Rodeo con los dedos su suave mango de madera y recuerdo el peso que sentí al sostenerla la vez anterior, cuando tuve que matar a Travis. Empiezo a sacudirla. Acabo con la vida de mujer Condenada y entonces me tambaleo hacia Jed y decapito al hombre Condenado.
Es una muerte sangrienta y no tengo ni idea de si ha mordido a Jed o no. Hay sangre por todas partes, los dos tenemos cortes en los brazos, la cara y las piernas, por culpa de la caída colina abajo. Jed sigue inconsciente, pero su pecho sube y baja.
Tiro de él, le sacudo un hombro. Pero, entonces, un par de niños Condenados avanzan hacia nosotros. Dejo a Jed y me aproximo a ellos, con los dedos apoyados con soltura en la empuñadura de la guadaña. Los Condenados no tienen codicia, ni son hábiles en el arte de la caza. Su única fuerza es su abundancia, su superioridad numérica sobre los vivos. Así pues, cuando los dos niños se arrastran hacia mí, me resulta fácil blandir el filo contra ellos. Observar cómo les rebana el pescuezo y ambos caen al suelo, un montón de ropa cubre su piel reseca.
—Vamos, Jed —le animo. Vuelvo a su lado y empiezo a tirarle de los brazos—. ¡Hay que moverse!
Abre los ojos otra vez, pero es incapaz de mandar órdenes a sus piernas. Se mueve de forma lenta, descoordinado. Yo sigo tirando de sus brazos pero me hundo en el barro, resbalo tantas veces que no avanzamos apenas.
Más Condenados se abalanzan sobre nosotros y tengo que soltar a Jed para seguir luchando. Es como un torrente interminable. Alzo la vista hacia la colina y veo todavía más Condenados precipitándose hacia abajo.
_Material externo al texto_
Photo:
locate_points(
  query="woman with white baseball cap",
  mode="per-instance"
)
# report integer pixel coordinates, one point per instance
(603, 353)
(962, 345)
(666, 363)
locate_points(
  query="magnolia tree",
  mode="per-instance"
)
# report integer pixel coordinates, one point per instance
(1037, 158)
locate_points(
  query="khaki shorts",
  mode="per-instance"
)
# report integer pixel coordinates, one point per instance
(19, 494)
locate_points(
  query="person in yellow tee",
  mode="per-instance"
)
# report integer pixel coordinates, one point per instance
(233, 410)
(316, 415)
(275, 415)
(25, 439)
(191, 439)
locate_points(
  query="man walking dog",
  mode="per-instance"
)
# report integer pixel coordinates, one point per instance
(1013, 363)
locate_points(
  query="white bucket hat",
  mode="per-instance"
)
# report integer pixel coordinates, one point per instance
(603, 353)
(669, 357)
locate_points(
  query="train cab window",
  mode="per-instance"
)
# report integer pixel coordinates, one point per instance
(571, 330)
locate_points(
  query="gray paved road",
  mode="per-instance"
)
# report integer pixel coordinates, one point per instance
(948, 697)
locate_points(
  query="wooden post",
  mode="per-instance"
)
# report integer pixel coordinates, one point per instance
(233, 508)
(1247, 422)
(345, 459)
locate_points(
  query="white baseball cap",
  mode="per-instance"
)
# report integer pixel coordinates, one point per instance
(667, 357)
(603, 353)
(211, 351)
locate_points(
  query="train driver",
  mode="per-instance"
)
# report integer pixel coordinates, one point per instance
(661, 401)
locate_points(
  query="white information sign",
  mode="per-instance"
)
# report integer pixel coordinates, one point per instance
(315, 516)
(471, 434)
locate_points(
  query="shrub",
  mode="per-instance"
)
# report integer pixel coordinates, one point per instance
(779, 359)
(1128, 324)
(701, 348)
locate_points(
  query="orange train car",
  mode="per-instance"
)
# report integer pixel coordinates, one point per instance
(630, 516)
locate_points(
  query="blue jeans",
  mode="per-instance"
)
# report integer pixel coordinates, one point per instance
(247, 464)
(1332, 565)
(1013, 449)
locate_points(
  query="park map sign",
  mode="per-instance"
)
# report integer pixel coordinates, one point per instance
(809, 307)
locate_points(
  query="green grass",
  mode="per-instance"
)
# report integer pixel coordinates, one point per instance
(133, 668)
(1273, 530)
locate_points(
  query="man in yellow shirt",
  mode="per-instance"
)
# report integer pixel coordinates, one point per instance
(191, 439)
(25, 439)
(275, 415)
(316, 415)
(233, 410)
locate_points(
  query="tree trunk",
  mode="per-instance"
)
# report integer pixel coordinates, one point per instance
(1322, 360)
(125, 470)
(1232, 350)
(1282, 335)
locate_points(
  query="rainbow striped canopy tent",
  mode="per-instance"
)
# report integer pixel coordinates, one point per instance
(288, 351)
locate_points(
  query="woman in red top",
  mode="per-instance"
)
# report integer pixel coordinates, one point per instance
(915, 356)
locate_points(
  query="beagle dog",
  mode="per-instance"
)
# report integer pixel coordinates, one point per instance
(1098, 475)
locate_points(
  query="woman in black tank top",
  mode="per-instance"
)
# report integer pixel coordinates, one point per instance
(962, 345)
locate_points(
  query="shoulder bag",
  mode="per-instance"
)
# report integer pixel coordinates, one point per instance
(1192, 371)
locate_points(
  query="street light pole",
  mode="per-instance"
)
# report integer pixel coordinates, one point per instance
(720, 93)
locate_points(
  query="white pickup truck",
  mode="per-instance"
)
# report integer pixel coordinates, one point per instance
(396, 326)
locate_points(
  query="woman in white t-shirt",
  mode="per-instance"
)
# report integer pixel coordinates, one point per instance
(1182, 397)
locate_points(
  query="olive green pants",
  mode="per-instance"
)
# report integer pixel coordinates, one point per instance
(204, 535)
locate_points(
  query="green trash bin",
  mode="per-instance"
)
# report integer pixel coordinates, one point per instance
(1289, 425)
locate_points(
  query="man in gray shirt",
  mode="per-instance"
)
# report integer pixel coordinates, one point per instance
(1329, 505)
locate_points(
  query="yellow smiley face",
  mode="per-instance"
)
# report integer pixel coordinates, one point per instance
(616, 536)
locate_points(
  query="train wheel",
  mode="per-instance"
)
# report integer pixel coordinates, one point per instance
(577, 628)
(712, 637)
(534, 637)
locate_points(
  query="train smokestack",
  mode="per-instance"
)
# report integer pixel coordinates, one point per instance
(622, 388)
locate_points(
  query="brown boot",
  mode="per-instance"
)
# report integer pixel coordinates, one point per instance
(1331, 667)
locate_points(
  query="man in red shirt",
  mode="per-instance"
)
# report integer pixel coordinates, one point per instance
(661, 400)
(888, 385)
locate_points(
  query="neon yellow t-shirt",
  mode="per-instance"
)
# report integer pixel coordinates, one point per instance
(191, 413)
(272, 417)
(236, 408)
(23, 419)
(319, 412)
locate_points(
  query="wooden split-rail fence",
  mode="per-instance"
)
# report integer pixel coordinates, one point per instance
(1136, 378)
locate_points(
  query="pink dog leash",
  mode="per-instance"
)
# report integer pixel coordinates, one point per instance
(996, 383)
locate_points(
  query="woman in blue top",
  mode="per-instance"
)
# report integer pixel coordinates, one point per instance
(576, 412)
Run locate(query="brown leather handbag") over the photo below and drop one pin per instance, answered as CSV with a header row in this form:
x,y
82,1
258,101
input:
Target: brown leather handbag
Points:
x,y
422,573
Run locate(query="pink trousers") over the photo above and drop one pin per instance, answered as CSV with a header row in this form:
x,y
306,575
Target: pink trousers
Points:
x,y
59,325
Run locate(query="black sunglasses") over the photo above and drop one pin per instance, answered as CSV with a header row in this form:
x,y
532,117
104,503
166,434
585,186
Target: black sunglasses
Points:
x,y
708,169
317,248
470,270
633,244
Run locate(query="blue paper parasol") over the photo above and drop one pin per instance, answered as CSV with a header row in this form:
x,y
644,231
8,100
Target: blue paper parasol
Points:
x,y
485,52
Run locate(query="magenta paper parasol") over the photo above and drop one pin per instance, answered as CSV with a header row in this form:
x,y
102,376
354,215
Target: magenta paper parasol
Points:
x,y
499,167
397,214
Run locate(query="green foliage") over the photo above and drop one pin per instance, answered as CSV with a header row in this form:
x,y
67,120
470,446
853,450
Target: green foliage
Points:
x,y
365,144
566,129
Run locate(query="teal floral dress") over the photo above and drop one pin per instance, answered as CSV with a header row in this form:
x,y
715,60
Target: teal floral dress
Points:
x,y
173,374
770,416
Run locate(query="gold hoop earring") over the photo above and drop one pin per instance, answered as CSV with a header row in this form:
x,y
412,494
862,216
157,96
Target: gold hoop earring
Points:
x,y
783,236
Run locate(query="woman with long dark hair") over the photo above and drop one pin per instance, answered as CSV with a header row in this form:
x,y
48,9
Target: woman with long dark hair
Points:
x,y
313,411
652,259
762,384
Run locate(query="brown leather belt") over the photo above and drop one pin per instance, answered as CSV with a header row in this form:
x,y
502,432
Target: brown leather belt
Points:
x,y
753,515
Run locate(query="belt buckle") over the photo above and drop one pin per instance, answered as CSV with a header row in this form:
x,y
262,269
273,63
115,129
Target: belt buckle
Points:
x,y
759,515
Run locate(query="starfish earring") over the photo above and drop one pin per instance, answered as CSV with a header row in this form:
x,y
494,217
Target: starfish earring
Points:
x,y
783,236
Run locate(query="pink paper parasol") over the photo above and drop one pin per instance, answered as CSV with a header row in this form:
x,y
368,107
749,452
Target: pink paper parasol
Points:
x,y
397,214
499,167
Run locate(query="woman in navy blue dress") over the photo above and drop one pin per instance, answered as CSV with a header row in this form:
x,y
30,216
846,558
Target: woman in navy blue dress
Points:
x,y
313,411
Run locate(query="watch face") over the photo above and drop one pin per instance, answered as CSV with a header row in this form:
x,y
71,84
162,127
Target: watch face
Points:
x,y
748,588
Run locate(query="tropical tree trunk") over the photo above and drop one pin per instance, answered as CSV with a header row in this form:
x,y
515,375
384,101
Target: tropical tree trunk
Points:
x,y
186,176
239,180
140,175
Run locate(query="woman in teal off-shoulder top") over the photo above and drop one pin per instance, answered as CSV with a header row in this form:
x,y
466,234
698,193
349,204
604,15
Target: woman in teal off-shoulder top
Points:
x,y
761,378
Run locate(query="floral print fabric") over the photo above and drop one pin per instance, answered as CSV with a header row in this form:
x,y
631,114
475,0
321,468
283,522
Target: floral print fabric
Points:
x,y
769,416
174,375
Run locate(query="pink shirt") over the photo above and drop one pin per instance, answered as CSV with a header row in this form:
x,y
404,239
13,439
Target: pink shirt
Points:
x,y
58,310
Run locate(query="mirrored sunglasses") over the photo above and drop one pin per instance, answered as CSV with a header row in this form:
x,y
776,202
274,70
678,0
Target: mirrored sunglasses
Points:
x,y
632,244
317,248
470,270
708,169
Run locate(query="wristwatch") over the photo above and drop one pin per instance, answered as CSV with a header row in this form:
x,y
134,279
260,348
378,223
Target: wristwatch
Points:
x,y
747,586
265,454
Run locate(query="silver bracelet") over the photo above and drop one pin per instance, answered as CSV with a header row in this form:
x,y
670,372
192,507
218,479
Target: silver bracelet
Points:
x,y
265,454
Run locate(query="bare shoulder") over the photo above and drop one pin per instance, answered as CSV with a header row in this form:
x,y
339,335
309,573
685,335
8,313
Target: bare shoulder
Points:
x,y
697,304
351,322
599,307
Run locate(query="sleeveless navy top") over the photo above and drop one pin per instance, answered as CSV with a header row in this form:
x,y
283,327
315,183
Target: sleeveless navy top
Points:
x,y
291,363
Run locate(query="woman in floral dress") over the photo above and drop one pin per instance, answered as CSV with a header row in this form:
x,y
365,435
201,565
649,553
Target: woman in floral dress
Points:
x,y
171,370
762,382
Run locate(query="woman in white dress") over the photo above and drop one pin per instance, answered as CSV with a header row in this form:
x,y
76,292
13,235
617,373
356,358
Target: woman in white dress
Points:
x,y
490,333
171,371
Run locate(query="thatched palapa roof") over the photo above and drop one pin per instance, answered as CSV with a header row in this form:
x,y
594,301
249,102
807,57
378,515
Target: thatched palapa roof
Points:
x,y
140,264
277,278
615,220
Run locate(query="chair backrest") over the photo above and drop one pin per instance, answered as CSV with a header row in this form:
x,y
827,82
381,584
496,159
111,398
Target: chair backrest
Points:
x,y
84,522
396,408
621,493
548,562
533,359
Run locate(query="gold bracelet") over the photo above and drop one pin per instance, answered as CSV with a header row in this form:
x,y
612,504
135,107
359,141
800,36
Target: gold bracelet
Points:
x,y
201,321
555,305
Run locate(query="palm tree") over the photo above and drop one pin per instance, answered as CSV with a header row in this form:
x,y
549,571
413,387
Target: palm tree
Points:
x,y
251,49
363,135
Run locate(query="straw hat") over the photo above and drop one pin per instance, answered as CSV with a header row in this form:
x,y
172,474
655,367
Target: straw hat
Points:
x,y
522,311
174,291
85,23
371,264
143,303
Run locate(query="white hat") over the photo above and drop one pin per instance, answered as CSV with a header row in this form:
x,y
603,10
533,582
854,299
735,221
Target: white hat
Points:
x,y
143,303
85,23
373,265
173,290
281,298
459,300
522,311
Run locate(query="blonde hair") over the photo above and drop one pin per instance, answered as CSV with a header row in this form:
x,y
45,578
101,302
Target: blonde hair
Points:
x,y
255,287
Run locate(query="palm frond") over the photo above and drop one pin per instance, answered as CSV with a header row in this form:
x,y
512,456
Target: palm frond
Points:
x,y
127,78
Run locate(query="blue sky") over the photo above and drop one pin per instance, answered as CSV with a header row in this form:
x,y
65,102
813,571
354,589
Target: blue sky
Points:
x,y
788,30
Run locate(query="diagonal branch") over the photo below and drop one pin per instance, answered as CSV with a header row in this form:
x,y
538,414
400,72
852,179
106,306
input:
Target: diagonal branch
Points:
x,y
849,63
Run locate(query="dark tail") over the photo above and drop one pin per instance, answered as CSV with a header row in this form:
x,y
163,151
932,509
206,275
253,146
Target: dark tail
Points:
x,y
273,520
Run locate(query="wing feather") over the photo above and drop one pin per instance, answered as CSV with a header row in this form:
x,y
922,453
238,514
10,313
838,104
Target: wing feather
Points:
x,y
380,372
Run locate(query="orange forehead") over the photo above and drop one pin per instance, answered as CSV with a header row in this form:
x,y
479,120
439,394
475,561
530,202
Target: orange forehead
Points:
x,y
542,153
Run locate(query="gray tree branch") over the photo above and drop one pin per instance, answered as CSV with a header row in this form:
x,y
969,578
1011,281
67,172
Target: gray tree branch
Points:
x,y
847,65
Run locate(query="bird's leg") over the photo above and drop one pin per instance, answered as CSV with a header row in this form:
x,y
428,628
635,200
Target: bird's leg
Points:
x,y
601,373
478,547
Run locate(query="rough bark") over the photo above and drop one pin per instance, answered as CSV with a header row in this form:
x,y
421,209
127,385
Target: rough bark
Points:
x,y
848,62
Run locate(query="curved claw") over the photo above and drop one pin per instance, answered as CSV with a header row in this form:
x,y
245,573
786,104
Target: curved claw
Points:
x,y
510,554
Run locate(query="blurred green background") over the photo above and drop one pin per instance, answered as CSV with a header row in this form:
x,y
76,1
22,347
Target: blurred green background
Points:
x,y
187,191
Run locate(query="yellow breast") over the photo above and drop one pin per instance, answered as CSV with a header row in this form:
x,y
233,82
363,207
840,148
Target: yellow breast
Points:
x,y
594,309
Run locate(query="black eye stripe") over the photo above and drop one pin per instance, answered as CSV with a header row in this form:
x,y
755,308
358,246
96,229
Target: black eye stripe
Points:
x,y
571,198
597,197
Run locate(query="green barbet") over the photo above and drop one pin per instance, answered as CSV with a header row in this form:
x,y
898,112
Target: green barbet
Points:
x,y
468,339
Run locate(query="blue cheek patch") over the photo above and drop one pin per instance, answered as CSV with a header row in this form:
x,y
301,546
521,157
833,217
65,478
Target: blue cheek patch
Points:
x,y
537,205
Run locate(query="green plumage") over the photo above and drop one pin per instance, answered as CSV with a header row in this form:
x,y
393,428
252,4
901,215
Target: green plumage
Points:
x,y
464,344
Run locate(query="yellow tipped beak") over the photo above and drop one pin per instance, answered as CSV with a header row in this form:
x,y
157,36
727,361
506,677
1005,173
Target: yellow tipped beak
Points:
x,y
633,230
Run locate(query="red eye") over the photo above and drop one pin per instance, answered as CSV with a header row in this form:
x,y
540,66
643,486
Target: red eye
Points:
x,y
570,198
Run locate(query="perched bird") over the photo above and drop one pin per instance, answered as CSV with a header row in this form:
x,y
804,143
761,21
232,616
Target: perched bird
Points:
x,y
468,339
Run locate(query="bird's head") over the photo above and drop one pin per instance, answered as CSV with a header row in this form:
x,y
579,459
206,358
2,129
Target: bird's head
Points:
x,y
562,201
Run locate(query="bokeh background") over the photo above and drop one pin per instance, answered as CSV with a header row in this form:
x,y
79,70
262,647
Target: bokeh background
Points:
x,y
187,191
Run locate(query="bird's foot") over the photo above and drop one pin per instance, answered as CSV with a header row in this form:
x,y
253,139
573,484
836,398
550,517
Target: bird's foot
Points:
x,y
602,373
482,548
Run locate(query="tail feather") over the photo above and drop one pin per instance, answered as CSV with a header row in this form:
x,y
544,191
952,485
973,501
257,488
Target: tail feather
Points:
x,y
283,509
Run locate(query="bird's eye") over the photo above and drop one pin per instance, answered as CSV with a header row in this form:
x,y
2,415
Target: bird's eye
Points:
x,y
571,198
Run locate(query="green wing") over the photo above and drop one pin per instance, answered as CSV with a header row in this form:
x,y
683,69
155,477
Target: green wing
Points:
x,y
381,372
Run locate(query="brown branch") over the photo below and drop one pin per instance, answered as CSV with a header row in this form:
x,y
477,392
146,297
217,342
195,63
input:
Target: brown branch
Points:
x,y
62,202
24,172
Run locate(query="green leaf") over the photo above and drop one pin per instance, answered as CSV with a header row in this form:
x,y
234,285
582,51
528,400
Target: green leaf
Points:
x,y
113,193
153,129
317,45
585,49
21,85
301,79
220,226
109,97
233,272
Y en ese momento me convenzo de que así es como voy a morir. De que me he equivocado en mi elección. Este no era el camino que se suponía que debía seguir. Aquella puerta no era más que una puerta. No era una respuesta.
Un ejército de Condenados acecha sobre nosotros. Son tantos que no puedo defenderme de todos.